UPDATED 09:00 EDT / AUGUST 21 2018

INFRA

After landing $17M round, Robin Systems launches first hyperconverged Kubernetes platform

Container-based cloud infrastructure provider Robin Systems Inc. is marking a new round of funding with a major new product release focused on the Kubernetes orchestration tool.

The company today announced what it says is the industry’s “first hyperconverged Kubernetes platform.” It enables companies to run big-data software such as Apache Hadoop and Apache Spark, an array of databases and also artificial intelligence and machine learning software inside Kubernetes, the company said.

The new product, which will coexist alongside the original Robin Cloud Platform, comes as the company closes on a $17 million round of Series B funding, led USAA Ventures with participation from previous investors Hasso Plattner Ventures, Clear Ventures, DN Capital and USAA.

Kubernetes has emerged as the de facto first choice for orchestrating software containers, which host applications that can run on any platform, and microservices, which are the components of containerized apps. But although Kubernetes is popular, not every enterprise has been able to implement it into their information technology infrastructure because of challenges such as the complexity of persistent storage, network and application lifecycle management.

The new ROBIN platform is meant to address these concerns by automating these functions, making it easier to run big data, databases and AI machine learning on Kubernetes-orchestrated infrastructure, the company explained.

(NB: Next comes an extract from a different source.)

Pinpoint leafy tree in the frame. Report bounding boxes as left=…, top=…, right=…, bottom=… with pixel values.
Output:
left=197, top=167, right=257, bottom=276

“This new solution brings capabilities to Kubernetes, addressing the fundamental challenges in Kubernetes for big data and databases, improving ease-of-use and efficiency,” said Razi Sharir, Robin Systems’ vice president of products and marketing. “Running Kubernetes within the ROBIN platform allows users to enjoy the benefits of an application management layer that marshals all supporting components in an automated and optimized way, from compute (Kubernetes) through network to container-based block storage, the entire IO Path and app topology.”

The “hyperconverged” aspect of the ROBIN platform relates to its ability to deliver automated compute, storage and networking management capabilities to Kubernetes. Sharir explained that without hyperconvergence, Kubernetes can’t manage or view anything at the application level and cannot be used to manage the supporting storage and network needed for those apps to run.

One of the main benefits of Robin System’s hyperconverged Kubernetes is that it allows the company to provide what it calls a self-service app-store experience. That helps simplify app deployment and lifecycle management via one-click functions, while allowing apps to share resources and data with more predictable performance, the company said.

“The resulting self-service app-store experience enables a simplified, faster and easier way to deploy and manage complex distributed or clustered data-heavy apps, and use one-click operations to run complex lifecycle management operations,” Sharir explained.

Robin Systems said it’s planning to use the bulk of the new funds its secured to market the new platform.

Wikibon analyst James Kobielus said ROBIN was a noteworthy release because it’s one of the first underlying container/Kubernetes platforms available that allows for the easy integration and orchestration of data lake and data preparation tools such as Hadoop, Spark and TensorFlow.

“Considering that more of these platforms are being containerized down to their marrow, both on-premises and in the cloud, and given that DevOps workflows will become more intricate, it makes sense to build pipelines on Kubernetes,” Kobielus said.

The analyst said another positive is that ROBIN is agnostic to the underlying cloud-native infrastructure it runs on, which will support the decoupling of third-party compute and storage hardware.

“The fact that they boast one-click self-service and all to drive automated provisioning of hardware and software resources and the execution of DevOps workflow tasks is an important productivity feature in such an environment,” Kobielus said. “A full data science pipeline/workflow/app-management platform such as this hits a sweet spot in today’s AI/ML market.”